Rami Abdulrahman of the British-based Syrian Observatory for Human Rights said the pipeline fed a refinery in Homs. But SANA said an armed terrorist group had attacked a section of pipeline taking crude beyond Homs directly to Banias on the Mediterranean coast. Homs is a city of 800,000 people where activists say about 1,500 people have been killed in Assad's crackdown on anti-government protests.
"Authorities rushed to the spot, extinguished the fire, stopped pumping oil into the targeted pipeline and shifted it to alternative pipes," the agency said.
The Homs refinery serves part of Syria's domestic requirement for oil products. Saboteurs had already blown up the pipeline to the coast near Homs in July, according to SANA.
The Observatory network reported that nine people had been killed in Homs on Thursday by snipers and in "random" shootings.
Street protests began in Syria nine months ago, inspired by a wave of revolt across the Arab world.
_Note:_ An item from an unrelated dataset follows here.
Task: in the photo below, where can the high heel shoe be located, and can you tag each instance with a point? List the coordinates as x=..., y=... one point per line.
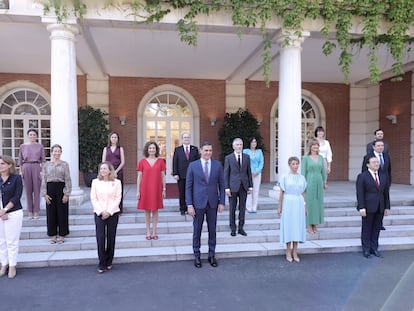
x=296, y=257
x=12, y=272
x=289, y=256
x=3, y=270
The ferocity of Assad's crackdown triggered desertions from the armed forces, and several thousand defectors have joined a guerrilla army staging hit-and-run attacks on security forces.
Assad, whose family has ruled Syria for 41 years, is under growing international pressure to cease violent repression of protests, in which the United Nations says over 4,000 people have been killed, and negotiate with opponents.
The head of the Arab League, which has threatened to impose sanctions if Syria does not comply with a peace plan and sign an agreement allowing international monitors into the country, said on Thursday "the ball is in the Syrian court."
"What we expect is as soon as possible Syria will accept to sign the protocol," Nabil Elaraby said during a trip to Iraq. "It is up to them. (If) they want to stop the economic sanctions, they sign."